DHAKA—Bangladeshi Prime Minister Sheikh Hasina on Monday rejected a U.S. congressman’s idea to recognize Rakhine State as Bangladeshi territory over Myanmar’s denial of citizenship rights to the ethnic Rohingya that have long occupied the land.
In a U.S. congressional hearing, Congressman Bradley Sherman, chairman of the Sub-committee on Asia Pacific, proposed bringing Myanmar’s Rakhine State under Bangladeshi territory in response to the stalemate over Rohingya repatriation.
“We are happy to have existing territory and we never expect to grab others’ land,” Bangladesh’s longest serving prime minister told reporters at a press conference held at her official residence on Monday.
In the U.S. congressional hearing, a U.S. State Department official responded similarly, telling the congressman that the traditional U.S. position has been to support the territorial sovereignty of countries.
“Myanmar will retain her sovereignty, as will Bangladesh,” Hasina said on Monday, ultimately coming down hard on the U.S. congressman. “Why do they want to include Rakhine in Bangladesh? I believe this type of proposal is reprehensible and unjust,” she said.

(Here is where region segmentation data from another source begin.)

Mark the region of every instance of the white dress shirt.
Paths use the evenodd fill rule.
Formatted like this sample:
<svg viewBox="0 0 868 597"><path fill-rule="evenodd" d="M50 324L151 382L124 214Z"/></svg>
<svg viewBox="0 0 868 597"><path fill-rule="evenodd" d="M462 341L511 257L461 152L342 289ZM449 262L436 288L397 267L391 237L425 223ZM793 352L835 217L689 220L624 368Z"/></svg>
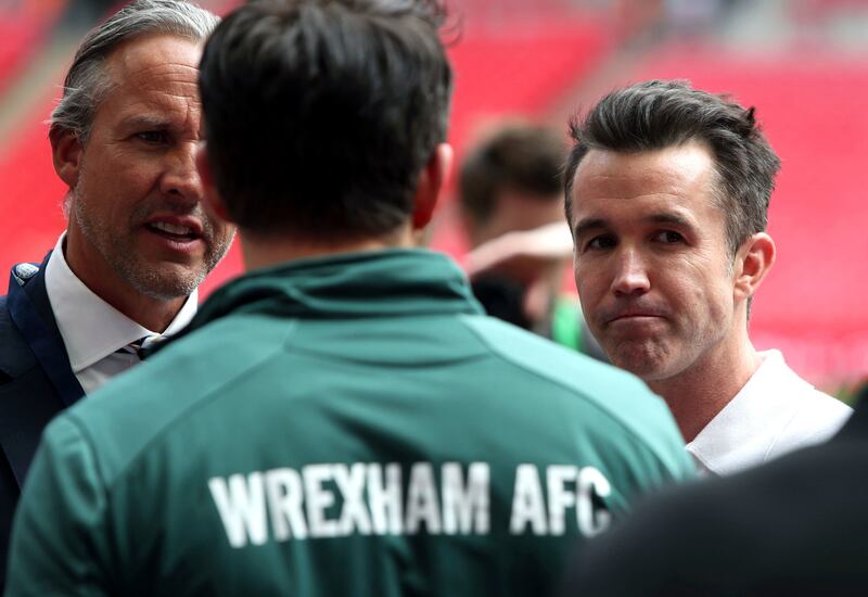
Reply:
<svg viewBox="0 0 868 597"><path fill-rule="evenodd" d="M825 442L853 414L800 378L779 351L760 356L763 363L744 388L687 444L701 472L732 474Z"/></svg>
<svg viewBox="0 0 868 597"><path fill-rule="evenodd" d="M184 328L196 314L197 292L187 298L161 334L144 328L97 296L79 280L63 255L66 232L61 234L46 266L46 292L61 331L69 366L86 394L112 377L140 363L131 353L118 353L131 342L145 339L148 346Z"/></svg>

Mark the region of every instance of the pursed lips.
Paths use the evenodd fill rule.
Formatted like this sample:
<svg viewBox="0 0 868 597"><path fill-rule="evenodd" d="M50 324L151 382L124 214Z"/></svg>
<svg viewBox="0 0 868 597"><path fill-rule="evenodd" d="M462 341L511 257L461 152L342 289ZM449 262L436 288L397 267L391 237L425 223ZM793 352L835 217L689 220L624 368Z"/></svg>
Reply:
<svg viewBox="0 0 868 597"><path fill-rule="evenodd" d="M607 325L629 319L664 319L665 315L659 309L626 309L608 315L603 320Z"/></svg>

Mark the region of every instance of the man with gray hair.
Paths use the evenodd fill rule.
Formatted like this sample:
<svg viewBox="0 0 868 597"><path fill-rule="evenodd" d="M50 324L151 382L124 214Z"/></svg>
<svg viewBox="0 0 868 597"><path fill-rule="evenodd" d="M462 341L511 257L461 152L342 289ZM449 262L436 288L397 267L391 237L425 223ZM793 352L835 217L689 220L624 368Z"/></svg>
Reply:
<svg viewBox="0 0 868 597"><path fill-rule="evenodd" d="M199 60L217 25L180 0L139 0L79 47L51 117L66 230L0 297L0 561L46 423L139 350L184 327L232 228L204 208Z"/></svg>

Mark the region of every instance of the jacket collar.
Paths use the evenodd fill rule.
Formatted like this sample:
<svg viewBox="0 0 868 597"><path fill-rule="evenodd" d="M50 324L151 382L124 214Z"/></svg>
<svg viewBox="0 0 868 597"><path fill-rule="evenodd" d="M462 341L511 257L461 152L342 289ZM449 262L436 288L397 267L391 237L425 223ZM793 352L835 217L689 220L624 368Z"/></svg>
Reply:
<svg viewBox="0 0 868 597"><path fill-rule="evenodd" d="M297 259L252 271L217 290L186 332L231 313L366 318L483 314L446 255L388 249Z"/></svg>

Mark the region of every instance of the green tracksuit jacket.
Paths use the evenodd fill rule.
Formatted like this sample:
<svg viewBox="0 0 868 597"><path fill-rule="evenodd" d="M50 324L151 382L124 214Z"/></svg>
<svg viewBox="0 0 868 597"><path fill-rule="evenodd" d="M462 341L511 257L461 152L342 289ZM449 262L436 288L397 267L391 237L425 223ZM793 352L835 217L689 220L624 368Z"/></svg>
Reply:
<svg viewBox="0 0 868 597"><path fill-rule="evenodd" d="M536 597L691 471L639 380L482 315L447 257L298 261L49 425L8 589Z"/></svg>

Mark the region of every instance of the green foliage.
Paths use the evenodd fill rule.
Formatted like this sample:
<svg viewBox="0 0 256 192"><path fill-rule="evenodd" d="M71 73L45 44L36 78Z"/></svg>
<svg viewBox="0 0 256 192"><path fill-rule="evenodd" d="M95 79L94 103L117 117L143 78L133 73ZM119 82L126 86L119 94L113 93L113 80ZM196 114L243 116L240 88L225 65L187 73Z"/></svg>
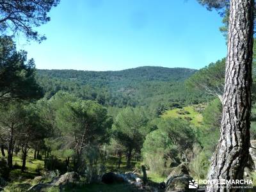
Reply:
<svg viewBox="0 0 256 192"><path fill-rule="evenodd" d="M166 175L171 164L175 162L178 152L168 134L161 130L149 133L143 143L143 161L151 172L159 175ZM166 175L165 175L166 176Z"/></svg>
<svg viewBox="0 0 256 192"><path fill-rule="evenodd" d="M179 157L192 148L195 135L189 124L179 118L159 118L155 123L158 129L149 133L143 143L143 161L154 173L167 176L180 163Z"/></svg>
<svg viewBox="0 0 256 192"><path fill-rule="evenodd" d="M140 108L126 108L116 116L113 126L114 138L125 148L127 167L134 150L140 151L145 137L150 131L148 119Z"/></svg>
<svg viewBox="0 0 256 192"><path fill-rule="evenodd" d="M0 30L1 33L13 35L22 33L28 39L38 42L45 39L34 28L50 20L47 13L52 6L56 6L60 0L0 1Z"/></svg>
<svg viewBox="0 0 256 192"><path fill-rule="evenodd" d="M40 70L37 80L47 98L62 90L108 106L143 106L156 116L163 112L159 106L163 109L205 100L202 92L189 93L184 87L184 81L195 72L153 67L116 72Z"/></svg>
<svg viewBox="0 0 256 192"><path fill-rule="evenodd" d="M42 96L35 79L33 60L27 61L26 51L17 51L11 38L0 37L0 101Z"/></svg>
<svg viewBox="0 0 256 192"><path fill-rule="evenodd" d="M224 88L225 59L210 63L199 70L186 82L189 89L204 90L209 95L222 96Z"/></svg>
<svg viewBox="0 0 256 192"><path fill-rule="evenodd" d="M60 192L60 189L59 187L51 187L47 189L46 192Z"/></svg>
<svg viewBox="0 0 256 192"><path fill-rule="evenodd" d="M175 117L186 120L194 125L198 127L201 125L203 116L201 111L204 109L204 104L193 105L183 107L181 108L175 108L168 110L161 115L162 118Z"/></svg>

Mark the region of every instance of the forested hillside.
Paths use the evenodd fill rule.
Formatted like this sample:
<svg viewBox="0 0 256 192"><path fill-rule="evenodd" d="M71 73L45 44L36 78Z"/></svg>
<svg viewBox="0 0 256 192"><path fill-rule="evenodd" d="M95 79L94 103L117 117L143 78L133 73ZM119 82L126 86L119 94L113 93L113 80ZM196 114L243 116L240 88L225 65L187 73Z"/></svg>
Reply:
<svg viewBox="0 0 256 192"><path fill-rule="evenodd" d="M188 93L184 86L184 81L196 72L159 67L104 72L37 70L36 79L47 98L62 90L106 106L122 108L154 104L168 108L173 104L205 100L202 93Z"/></svg>

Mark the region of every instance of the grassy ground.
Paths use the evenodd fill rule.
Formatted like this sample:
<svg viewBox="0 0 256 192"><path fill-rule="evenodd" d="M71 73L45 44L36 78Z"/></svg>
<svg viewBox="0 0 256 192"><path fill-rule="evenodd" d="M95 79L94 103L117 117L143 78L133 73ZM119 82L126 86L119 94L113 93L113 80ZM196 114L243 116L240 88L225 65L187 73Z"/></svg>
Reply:
<svg viewBox="0 0 256 192"><path fill-rule="evenodd" d="M196 109L204 108L202 105L193 105L184 107L182 109L174 109L166 111L163 115L163 118L174 117L187 120L196 126L200 126L203 116Z"/></svg>
<svg viewBox="0 0 256 192"><path fill-rule="evenodd" d="M65 192L132 192L139 191L131 185L125 183L113 184L88 184L80 187L68 186L63 189Z"/></svg>
<svg viewBox="0 0 256 192"><path fill-rule="evenodd" d="M1 155L0 154L0 157ZM6 156L4 157L7 157ZM126 168L126 159L124 157L122 159L120 168L118 168L118 158L115 157L109 157L106 162L106 171L113 172L118 171L120 173L124 173L125 172L134 171L136 167L136 172L141 173L140 168L141 166L140 163L134 160L131 161L131 168ZM38 167L44 168L44 161L40 160L33 159L33 154L30 152L26 162L26 169L24 172L20 171L22 165L21 156L18 154L17 156L13 156L13 170L10 173L10 179L8 186L4 188L4 191L10 192L20 192L26 191L28 188L31 185L36 184L33 179L35 177L38 175L36 169ZM136 166L137 164L137 166ZM138 165L139 164L139 165ZM160 177L159 175L152 174L150 172L148 173L148 179L154 182L161 182L164 180L164 178ZM59 191L57 188L50 189L49 191ZM63 191L101 191L101 192L108 192L108 191L138 191L136 188L132 186L125 184L87 184L83 185L81 186L67 186L63 189Z"/></svg>

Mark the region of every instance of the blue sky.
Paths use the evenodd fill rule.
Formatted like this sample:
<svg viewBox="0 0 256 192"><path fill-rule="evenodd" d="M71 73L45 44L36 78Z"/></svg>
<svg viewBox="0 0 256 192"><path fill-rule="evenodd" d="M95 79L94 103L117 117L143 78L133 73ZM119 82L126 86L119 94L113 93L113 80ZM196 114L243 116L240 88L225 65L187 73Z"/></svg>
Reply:
<svg viewBox="0 0 256 192"><path fill-rule="evenodd" d="M227 52L221 18L196 0L61 0L49 16L45 41L18 43L38 68L200 68Z"/></svg>

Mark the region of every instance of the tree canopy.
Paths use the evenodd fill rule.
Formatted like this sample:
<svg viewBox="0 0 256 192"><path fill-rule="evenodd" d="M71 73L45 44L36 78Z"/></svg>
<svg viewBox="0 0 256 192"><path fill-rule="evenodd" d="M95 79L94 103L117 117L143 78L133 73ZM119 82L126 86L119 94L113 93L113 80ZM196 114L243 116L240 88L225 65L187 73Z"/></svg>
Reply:
<svg viewBox="0 0 256 192"><path fill-rule="evenodd" d="M45 39L34 29L50 20L47 13L60 0L1 0L0 31L3 34L18 35L38 42ZM12 34L10 33L12 32Z"/></svg>

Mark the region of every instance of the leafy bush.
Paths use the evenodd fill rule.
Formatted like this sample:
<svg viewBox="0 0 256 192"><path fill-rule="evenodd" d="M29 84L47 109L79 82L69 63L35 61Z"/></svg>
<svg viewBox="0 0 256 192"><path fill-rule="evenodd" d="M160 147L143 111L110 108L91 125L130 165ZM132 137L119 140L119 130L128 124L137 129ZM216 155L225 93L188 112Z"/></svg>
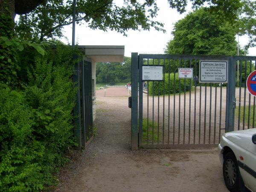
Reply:
<svg viewBox="0 0 256 192"><path fill-rule="evenodd" d="M174 73L170 74L170 84L169 85L169 73L165 74L164 82L164 94L168 94L169 93L169 86L170 87L170 94L173 94L175 93L179 93L180 87L180 81L178 78L178 74L175 74L175 84L174 81ZM189 86L189 80L186 79L186 86ZM192 86L193 81L192 80L191 86ZM180 92L184 92L185 87L185 79L180 79ZM153 81L149 81L148 85L148 94L150 95L153 95ZM188 87L186 87L186 90L188 90ZM163 91L163 81L154 81L154 95L162 95L164 94Z"/></svg>
<svg viewBox="0 0 256 192"><path fill-rule="evenodd" d="M21 92L0 89L0 187L2 191L42 189L37 160L45 146L33 135L33 114Z"/></svg>
<svg viewBox="0 0 256 192"><path fill-rule="evenodd" d="M76 90L74 49L18 52L19 87L0 87L0 189L38 191L55 183L52 174L75 145L72 113Z"/></svg>

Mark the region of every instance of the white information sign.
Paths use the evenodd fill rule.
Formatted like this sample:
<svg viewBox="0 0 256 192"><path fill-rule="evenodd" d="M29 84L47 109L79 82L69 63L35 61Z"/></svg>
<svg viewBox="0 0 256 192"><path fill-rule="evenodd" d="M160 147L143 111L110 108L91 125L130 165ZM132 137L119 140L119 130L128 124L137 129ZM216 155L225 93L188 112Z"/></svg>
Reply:
<svg viewBox="0 0 256 192"><path fill-rule="evenodd" d="M163 81L163 66L143 66L143 81Z"/></svg>
<svg viewBox="0 0 256 192"><path fill-rule="evenodd" d="M227 83L227 61L200 61L199 82Z"/></svg>
<svg viewBox="0 0 256 192"><path fill-rule="evenodd" d="M180 79L193 78L192 68L178 68L178 77Z"/></svg>

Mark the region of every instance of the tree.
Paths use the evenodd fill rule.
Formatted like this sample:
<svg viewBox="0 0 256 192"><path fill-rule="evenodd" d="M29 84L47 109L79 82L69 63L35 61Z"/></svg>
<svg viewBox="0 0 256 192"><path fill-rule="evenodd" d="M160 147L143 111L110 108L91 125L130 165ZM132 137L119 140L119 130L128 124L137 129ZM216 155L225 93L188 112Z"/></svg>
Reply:
<svg viewBox="0 0 256 192"><path fill-rule="evenodd" d="M236 55L235 35L238 29L236 21L227 20L222 10L213 12L206 8L190 13L175 23L172 32L174 38L167 43L165 52Z"/></svg>
<svg viewBox="0 0 256 192"><path fill-rule="evenodd" d="M168 1L172 8L180 13L185 11L187 0ZM232 18L241 6L239 0L191 1L194 8L207 3L211 10L223 10L227 17ZM119 6L113 0L77 0L76 20L93 29L115 30L125 35L129 29L149 30L151 27L164 32L163 24L154 20L158 11L156 1L124 0L124 5ZM21 37L40 41L61 36L62 27L72 23L72 10L73 0L45 1L31 12L20 16L16 32Z"/></svg>
<svg viewBox="0 0 256 192"><path fill-rule="evenodd" d="M125 57L122 63L98 63L96 65L97 83L114 84L131 81L131 58Z"/></svg>
<svg viewBox="0 0 256 192"><path fill-rule="evenodd" d="M243 1L242 14L239 20L240 35L247 35L249 38L247 47L256 46L256 1Z"/></svg>

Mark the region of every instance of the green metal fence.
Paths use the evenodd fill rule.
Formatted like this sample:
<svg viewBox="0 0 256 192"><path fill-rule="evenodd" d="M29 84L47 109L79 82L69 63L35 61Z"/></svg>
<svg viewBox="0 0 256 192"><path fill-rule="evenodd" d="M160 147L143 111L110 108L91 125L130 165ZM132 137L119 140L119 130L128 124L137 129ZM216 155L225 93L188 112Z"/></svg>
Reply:
<svg viewBox="0 0 256 192"><path fill-rule="evenodd" d="M136 104L137 92L132 86L134 90L133 92L132 89L132 99L134 97L132 102L132 148L136 149L136 145L159 148L215 147L225 131L241 129L241 126L243 129L255 127L255 99L253 106L250 96L248 96L248 99L244 96L244 99L241 95L247 94L246 88L242 88L243 82L249 75L245 71L248 68L245 65L249 63L247 70L251 71L255 67L256 57L137 55L137 53L132 54L132 64L134 65L132 66L132 85L138 83L139 88L138 113ZM226 61L228 83L196 82L199 77L200 60ZM239 60L241 69L238 73L236 69ZM148 91L143 93L142 67L150 65L163 66L163 81L146 81ZM193 78L178 78L175 74L180 67L193 68ZM236 74L239 73L240 80L236 82ZM235 109L236 97L239 102L239 110ZM249 110L248 114L245 113L247 110ZM247 116L252 120L248 120ZM246 122L247 126L244 125ZM235 128L236 126L238 128Z"/></svg>
<svg viewBox="0 0 256 192"><path fill-rule="evenodd" d="M85 147L93 138L92 63L85 58L76 64L73 81L78 88L74 108L74 133L78 149Z"/></svg>

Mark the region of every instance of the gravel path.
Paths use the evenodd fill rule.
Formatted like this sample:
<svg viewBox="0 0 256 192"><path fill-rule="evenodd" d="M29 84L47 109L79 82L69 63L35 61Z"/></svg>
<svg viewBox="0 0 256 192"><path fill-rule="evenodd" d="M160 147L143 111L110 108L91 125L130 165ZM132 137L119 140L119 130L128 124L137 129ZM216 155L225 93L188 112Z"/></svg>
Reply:
<svg viewBox="0 0 256 192"><path fill-rule="evenodd" d="M97 135L74 153L55 191L227 191L216 148L131 151L127 97L96 101Z"/></svg>

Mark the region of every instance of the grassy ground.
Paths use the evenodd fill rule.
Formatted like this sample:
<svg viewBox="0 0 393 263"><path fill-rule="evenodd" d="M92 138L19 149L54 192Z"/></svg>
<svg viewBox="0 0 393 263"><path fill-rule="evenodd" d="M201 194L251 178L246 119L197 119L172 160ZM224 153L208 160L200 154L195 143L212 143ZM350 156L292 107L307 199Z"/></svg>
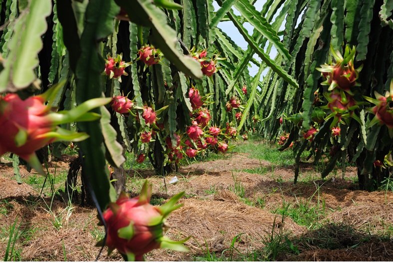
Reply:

“Why should we include a trouble-prone area within us? I will never do it.”
“On the other hand,” she said, “Myanmar is our neighbor. Yes, when there was a problem inside Myanmar, we sheltered their people on humanitarian grounds, [but] sheltering does not mean we take over a part of their state. We do not want it. We want each country to enjoy their sovereignty, and the congressman should consider that,” she added.
Separately on Monday, British High Commissioner to Bangladesh Robert Chatterton Dickson also dismissed the idea of ceding northern Rakhine State to Bangladesh, saying such a proposal offers no pathway to a sustainable solution.
Hasina’s press conference followed a five-day official visit to China she took last week, where she attended the annual meeting of the World Economic Forum in Dalian, China on July 2.
After, she held talks with Chinese President Xi Jinping and Prime Minister Li Keqiang in Beijing on July 4 and 5, respectively, and met separately with Communist Party of China Minister for International Affairs Song Tao. Hasina reportedly spoke with the Chinese leaders about Rohingya resettlement.
Bangladeshi media reported that Chinese officials said they would help Bangladesh solve the crisis by trying to convince Myanmar to resettle the refugees.
Also at the forum, Bangladesh and China signed nine agreements, including two over loans, further strengthening cooperation in the energy, water, culture and tourism sectors. China also pledged to provide 2,500 tons of rice to the displaced Rohingya.
However, Hasina did not offer specifics on a repatriation plan for the more than one million Rohingya refugees languishing in Bangladesh’s Cox’s Bazar district near the Myanmar border.
The refugees fled after violent crackdowns from the Myanmar military that the UN has called “a textbook case of ethnic cleansing.”